20 Apr

Job boards are dead or as good as dead. The job board we’ve come to love (tongue somewhat in cheek) is no more. It is a late job board, it’s passed on. It’s shuffled off this mortal coil. It has ceased to be.

Well kind of.

Some firms have had a great pandemic. Linkedin is an obvious example along with parent company Microsoft. Others….not so much, and job boards are definitely in that category. By job board I mean, you cough up $150 and your advert appears on their site. A model that happily operated for over a decade until Indeed came along. Indeed fixed the 2 glaring problems with job boards: it has only a fraction of the total jobs on it and you have to pay upfront and pray. If you look at a job board with the Jeff Bezos mantra of start with the customer and work backwards you realise quickly where they were going wrong and how Indeed created a product.

Problem number 1 for a job board. A job seeker (before Indeed) was forced to trawl through multiple job sites and lots of company career sites in an effort to cover all the possible opportunities out there. What do job applicants really want? 1 place where all the relevant jobs would be. What did Indeed do? Yup, exactly that. The world’s jobs, in 1 place. The more jobs they get, the more entrenched their position will become. Look at how many leading job board players have moved to the same organic vs paid model. We’ve been contacted by several well known job boards recently seemingly happy to accept a feed of jobs free of charge.
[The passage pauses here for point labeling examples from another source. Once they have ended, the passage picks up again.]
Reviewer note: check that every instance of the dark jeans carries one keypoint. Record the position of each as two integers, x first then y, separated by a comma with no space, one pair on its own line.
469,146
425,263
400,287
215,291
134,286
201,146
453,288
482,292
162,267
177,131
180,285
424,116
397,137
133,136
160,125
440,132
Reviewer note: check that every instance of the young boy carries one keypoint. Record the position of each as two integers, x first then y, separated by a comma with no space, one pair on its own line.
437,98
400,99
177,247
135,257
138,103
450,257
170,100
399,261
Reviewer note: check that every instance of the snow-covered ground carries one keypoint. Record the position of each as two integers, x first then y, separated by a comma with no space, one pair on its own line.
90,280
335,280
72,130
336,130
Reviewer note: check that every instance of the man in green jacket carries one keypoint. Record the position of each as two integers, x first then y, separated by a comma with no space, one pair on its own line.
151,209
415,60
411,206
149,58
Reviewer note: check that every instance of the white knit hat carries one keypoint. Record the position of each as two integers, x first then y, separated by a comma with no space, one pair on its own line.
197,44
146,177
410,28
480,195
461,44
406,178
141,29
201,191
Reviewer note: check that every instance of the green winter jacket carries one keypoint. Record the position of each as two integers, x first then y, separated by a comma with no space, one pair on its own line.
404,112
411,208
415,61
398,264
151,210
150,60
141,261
Linkedin smartly made this about face recently too. But for most it will be too late. Google jobs, Indeed and almost certainly Linkedin (deep, deep pockets) are too far ahead, and that says nothing of the upcoming players like Talent.com. The job board model of the future is simple: list every job you can possibly get free of charge and then make money charging more if they client wants a premium position. Sound familiar? Yeah, Google realised this 20+ years ago with their search engine. Indeed just applied that idea to jobs. Quite simply they built a product that solved this problem for job seekers and job boards, desperately clinging to their post and pray revenue model were and still are, too slow to adapt. Some may survive if they can carve out a niche but generalist post and pray job boards who make no attempt to list all jobs are dead in the water. In truth they've been dying for some time. The pandemic has only hastened their demise.
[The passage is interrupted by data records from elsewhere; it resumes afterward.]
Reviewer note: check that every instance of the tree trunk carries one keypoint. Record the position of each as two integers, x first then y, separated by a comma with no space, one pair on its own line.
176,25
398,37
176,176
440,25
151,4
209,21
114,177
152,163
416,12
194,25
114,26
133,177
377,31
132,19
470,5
Problem number 2 for a job board. Customers don’t want to hand over $150 without any idea of what they are going to get. This may not be a big problem for a major corporate buying 1000 credits and money to burn, but it is a problem for SMEs who make up the core of the recruiting market. Indeed solved this. Taking a leaf out of the Google playbook by offering pay per click sponsored jobs, a company can post a job free, if that doesn’t work they can then spend a little budget to try to get more coverage. Crucially, they weren’t being asked to put down piles of cash without any guarantee of success. Linkedin has sensibly moved away from the ‘buy 10 job credits for $xxxxx’ and now works on a pay per click offering (I am ignoring those with recruiter licenses/slots). The ability for the recruiter to post a job and cap their expenditure to just a few $$$ if they wish is a crucial change. It gives the recruiter the flexibility which they want, which the old post and pray model didn’t.

You only have to look at the revenue stream of DHI Group (parent company to Dice, eFinancial Careers and Clearance jobs) to see the year on year continual decline in revenue:

Can the traditional job board pull out of this nosedive? Given Indeed, Google and now Linkedin are so far advanced, I doubt it and so do their investors if the Dice share price over the last 5 years is anything to go by.